The Real Estate Board of New York released a report about Rent Regulated Units in Landmark Districts. The report opens,
This analysis was conducted to examine the frequent assertion that landmarking helps preserve existing affordable housing. It is based on data that recently became publicly available that provides a snapshot of the number of rent-stabilized units in 2007 and again in 2014.
Contrary to statements made by advocates, affordable housing is not preserved at higher levels in NYC’s historic districts. The data shows that properties located within New York City’s historic districts showed a greater net loss of rent regulated apartments than those located in non-landmarked parts of the City.
An analysis of the data found that, from 2007 to 2014, the decline in the number of rent regulated apartments located within New York City’s landmarked properties was four times higher than in non-landmarked parts of the City.
Citywide, landmarked properties showed a much greater decrease in the number of rent stabilized units (-22.5%) than non-landmarked properties (-5.1%). At the end of this seven year period, there was a net loss of nearly 10,000 rent-stabilized units in landmarked districts in the City.
The Manhattan and Brooklyn numbers are particularly startling. Manhattan landmarked properties lost 24.5% of their rent-stabilized units compared to a loss of 11.5% in nonlandmarked properties. And Brooklyn landmarked properties lost 27.1% of their rent-stabilized units compared to 3.4% in non-landmarked properties.
The historic districts that had the highest net loss of rent stabilized units were Greenwich Village (-1432 units) and the Upper West Side/Central Park West (-2730 units). Combined, these two historic districts showed a decrease of 30% in rent stabilized units during this seven-year period. (1, footnotes and references omitted)
This study has been criticized for conflating causation with correlation. I think the criticism is warranted. The relevant question appears to be whether landmarking causes an increase or decrease in the number of rent stabilized units. The REBNY study does nothing to demonstrate causation.

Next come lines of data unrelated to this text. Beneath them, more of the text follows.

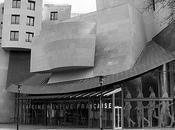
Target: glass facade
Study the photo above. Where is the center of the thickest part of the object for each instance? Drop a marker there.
(145, 101)
(77, 112)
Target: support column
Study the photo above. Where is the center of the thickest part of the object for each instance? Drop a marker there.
(101, 78)
(164, 76)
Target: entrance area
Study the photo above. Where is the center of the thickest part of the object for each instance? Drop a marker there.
(74, 110)
(144, 101)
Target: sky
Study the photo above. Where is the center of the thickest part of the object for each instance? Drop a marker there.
(78, 6)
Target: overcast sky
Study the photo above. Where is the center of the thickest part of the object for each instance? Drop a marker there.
(78, 6)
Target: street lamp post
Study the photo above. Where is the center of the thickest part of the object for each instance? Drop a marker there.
(18, 94)
(101, 80)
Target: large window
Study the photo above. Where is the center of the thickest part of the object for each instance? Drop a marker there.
(54, 15)
(30, 21)
(29, 36)
(31, 5)
(15, 19)
(16, 3)
(14, 35)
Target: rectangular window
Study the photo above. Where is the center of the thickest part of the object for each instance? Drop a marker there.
(14, 35)
(29, 36)
(15, 19)
(16, 3)
(30, 21)
(31, 5)
(54, 15)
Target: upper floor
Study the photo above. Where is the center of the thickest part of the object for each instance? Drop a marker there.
(21, 22)
(56, 12)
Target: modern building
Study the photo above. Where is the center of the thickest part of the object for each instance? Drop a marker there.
(20, 21)
(112, 68)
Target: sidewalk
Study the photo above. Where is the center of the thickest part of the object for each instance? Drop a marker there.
(33, 127)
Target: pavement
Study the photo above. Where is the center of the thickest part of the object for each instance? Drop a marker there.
(34, 127)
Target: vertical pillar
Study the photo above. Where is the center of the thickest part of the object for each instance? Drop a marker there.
(113, 109)
(101, 95)
(165, 83)
(122, 120)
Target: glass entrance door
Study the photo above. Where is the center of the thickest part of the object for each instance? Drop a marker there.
(117, 117)
(117, 109)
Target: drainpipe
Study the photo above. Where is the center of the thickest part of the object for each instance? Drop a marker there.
(101, 80)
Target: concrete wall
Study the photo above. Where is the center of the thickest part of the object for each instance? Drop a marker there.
(120, 39)
(22, 27)
(155, 21)
(64, 46)
(64, 11)
(6, 99)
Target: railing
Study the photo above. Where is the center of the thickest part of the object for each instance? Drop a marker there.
(150, 112)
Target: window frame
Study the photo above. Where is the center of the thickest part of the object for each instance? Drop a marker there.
(16, 21)
(14, 35)
(16, 3)
(29, 35)
(30, 21)
(54, 15)
(31, 5)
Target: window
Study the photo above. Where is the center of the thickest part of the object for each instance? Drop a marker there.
(16, 3)
(154, 8)
(29, 36)
(53, 15)
(31, 5)
(30, 20)
(14, 35)
(15, 19)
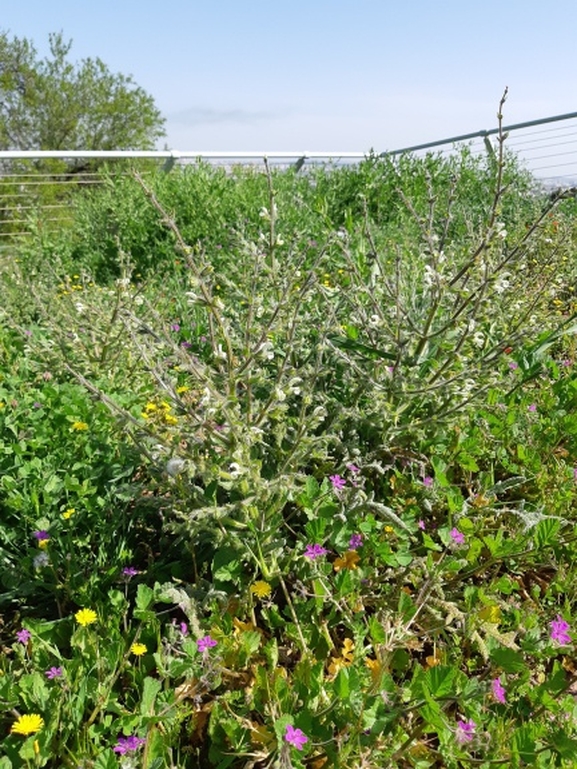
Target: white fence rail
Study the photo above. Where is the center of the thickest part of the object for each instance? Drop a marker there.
(547, 147)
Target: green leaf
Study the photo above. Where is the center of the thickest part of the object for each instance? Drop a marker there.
(144, 597)
(367, 352)
(341, 685)
(226, 565)
(151, 688)
(524, 743)
(563, 745)
(546, 532)
(510, 660)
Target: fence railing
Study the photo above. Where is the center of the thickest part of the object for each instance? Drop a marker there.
(547, 147)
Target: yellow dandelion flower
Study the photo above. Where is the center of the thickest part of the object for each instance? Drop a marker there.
(138, 649)
(28, 724)
(242, 627)
(260, 588)
(349, 561)
(85, 617)
(375, 667)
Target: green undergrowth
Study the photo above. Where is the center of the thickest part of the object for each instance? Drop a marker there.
(288, 470)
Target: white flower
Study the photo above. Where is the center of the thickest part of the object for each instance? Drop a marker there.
(501, 284)
(175, 466)
(478, 338)
(293, 385)
(266, 351)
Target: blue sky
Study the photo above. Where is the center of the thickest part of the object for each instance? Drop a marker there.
(318, 75)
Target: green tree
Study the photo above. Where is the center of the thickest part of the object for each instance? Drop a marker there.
(54, 103)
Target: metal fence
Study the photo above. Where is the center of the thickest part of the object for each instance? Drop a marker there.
(547, 147)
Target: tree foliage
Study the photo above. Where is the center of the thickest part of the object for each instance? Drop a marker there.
(53, 103)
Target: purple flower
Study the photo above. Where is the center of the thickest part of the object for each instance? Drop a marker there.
(313, 551)
(127, 744)
(23, 635)
(337, 481)
(295, 737)
(457, 536)
(498, 691)
(465, 731)
(54, 672)
(205, 643)
(559, 630)
(355, 541)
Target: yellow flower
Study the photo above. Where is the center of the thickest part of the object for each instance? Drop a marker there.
(138, 649)
(260, 588)
(85, 617)
(349, 561)
(242, 627)
(29, 724)
(345, 659)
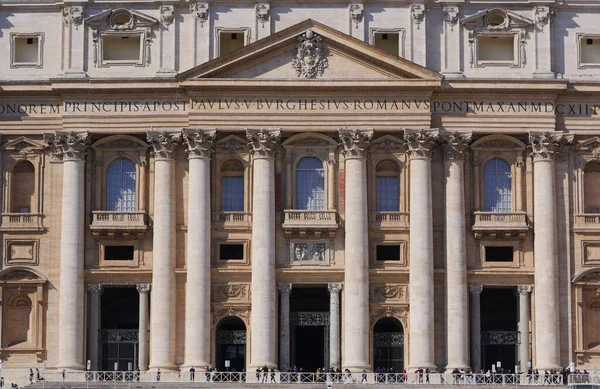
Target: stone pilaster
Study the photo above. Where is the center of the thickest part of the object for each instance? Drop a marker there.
(475, 307)
(162, 325)
(356, 272)
(284, 322)
(95, 292)
(70, 147)
(143, 290)
(263, 144)
(524, 318)
(420, 145)
(197, 306)
(334, 324)
(455, 148)
(544, 148)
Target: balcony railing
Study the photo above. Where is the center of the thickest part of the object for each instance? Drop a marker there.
(232, 220)
(389, 220)
(22, 222)
(306, 221)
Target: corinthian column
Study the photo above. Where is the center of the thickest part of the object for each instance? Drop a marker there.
(197, 295)
(455, 146)
(263, 320)
(356, 271)
(70, 147)
(547, 328)
(162, 301)
(420, 144)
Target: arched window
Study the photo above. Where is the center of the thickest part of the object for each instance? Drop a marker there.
(121, 186)
(387, 186)
(591, 189)
(497, 186)
(22, 188)
(232, 186)
(310, 184)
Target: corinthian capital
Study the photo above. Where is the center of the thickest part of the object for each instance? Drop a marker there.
(163, 143)
(199, 143)
(67, 146)
(456, 145)
(545, 146)
(355, 142)
(420, 142)
(263, 143)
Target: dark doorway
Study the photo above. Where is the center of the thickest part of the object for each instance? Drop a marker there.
(119, 328)
(499, 328)
(388, 345)
(231, 344)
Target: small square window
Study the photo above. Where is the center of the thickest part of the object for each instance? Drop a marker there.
(388, 253)
(231, 252)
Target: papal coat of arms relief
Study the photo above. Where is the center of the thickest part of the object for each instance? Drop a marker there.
(310, 56)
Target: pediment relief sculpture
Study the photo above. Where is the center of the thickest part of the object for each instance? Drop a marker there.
(496, 19)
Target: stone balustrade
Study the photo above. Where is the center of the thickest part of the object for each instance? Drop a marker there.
(22, 222)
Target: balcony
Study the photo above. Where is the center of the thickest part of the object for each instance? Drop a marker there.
(587, 222)
(114, 224)
(232, 220)
(22, 222)
(500, 224)
(303, 223)
(389, 220)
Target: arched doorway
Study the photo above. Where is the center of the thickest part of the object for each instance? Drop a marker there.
(231, 344)
(388, 344)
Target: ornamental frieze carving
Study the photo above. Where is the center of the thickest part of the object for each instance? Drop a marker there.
(388, 292)
(355, 142)
(309, 58)
(456, 145)
(163, 143)
(546, 146)
(420, 142)
(67, 146)
(263, 143)
(226, 292)
(199, 143)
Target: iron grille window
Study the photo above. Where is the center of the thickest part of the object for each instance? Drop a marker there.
(387, 194)
(497, 186)
(310, 184)
(121, 186)
(232, 194)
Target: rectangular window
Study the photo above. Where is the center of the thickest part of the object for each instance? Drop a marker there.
(231, 252)
(388, 253)
(387, 41)
(118, 253)
(387, 194)
(230, 41)
(232, 194)
(499, 253)
(26, 50)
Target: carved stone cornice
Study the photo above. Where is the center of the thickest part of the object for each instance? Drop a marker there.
(163, 143)
(144, 288)
(199, 143)
(284, 287)
(456, 145)
(335, 287)
(95, 288)
(420, 143)
(546, 146)
(263, 143)
(524, 289)
(355, 142)
(68, 146)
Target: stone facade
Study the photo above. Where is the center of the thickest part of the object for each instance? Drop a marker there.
(470, 85)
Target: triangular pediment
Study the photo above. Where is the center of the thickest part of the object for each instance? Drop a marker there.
(311, 50)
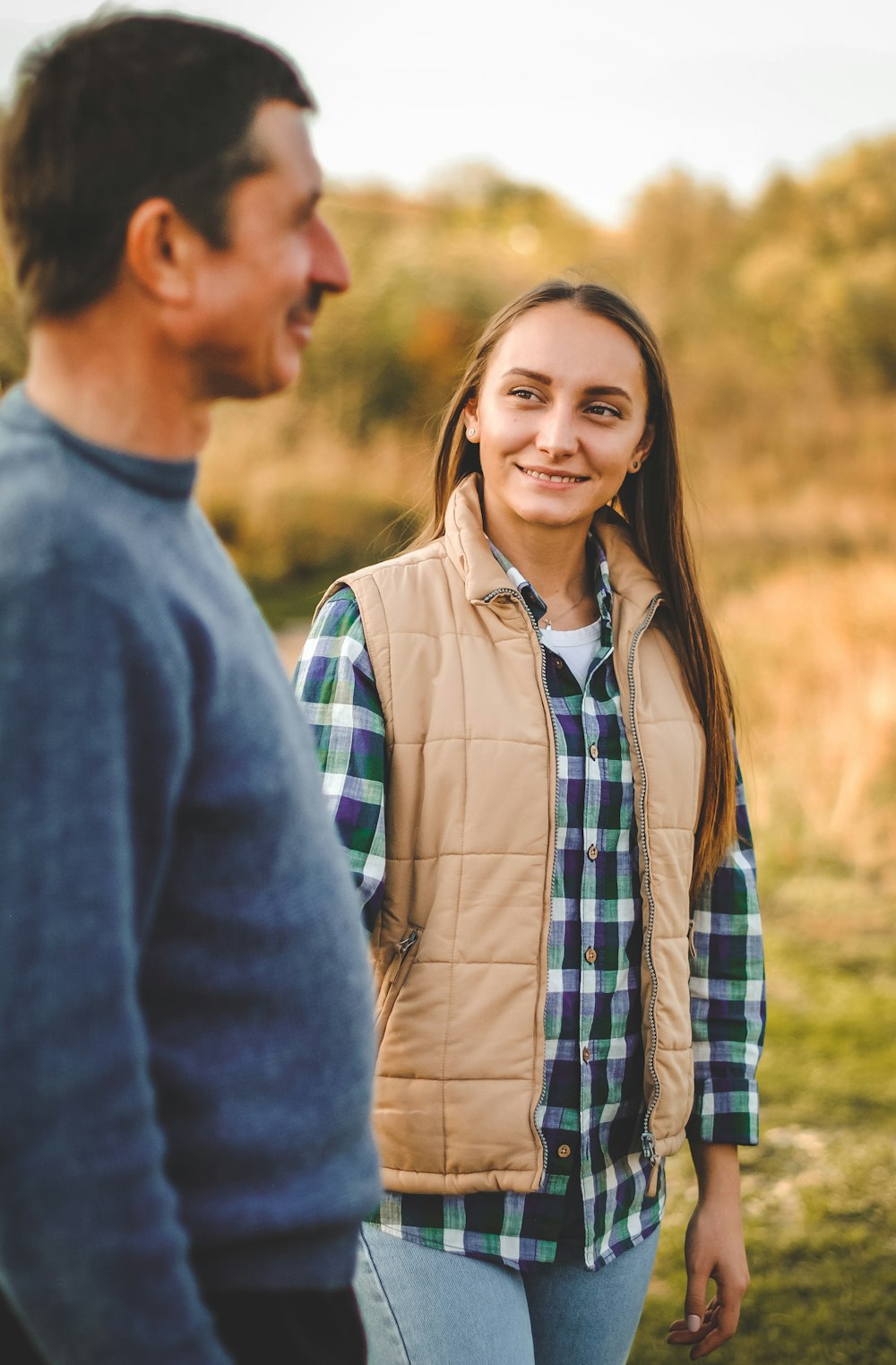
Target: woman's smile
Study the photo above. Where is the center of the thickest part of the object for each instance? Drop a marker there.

Intuitively, it would seem that residents of hot neighborhoods like Greenwich Village would both seek to keep out new, large developments (which landmarking would achieve) and see higher and higher rents over time (which would lead to a reduction in rent-regulated units through a variety of mechanisms). It is not obvious how landmarking itself would lead to a reduction in rent stabilized units.
It is a shame that the REBNY study is so flawed. It raises important questions, but just leaves us more confused than before. There are serious arguments that historic preservation reduces affordable housing overall. If REBNY wants to take a meaningful position in this debate, it should produce a serious study.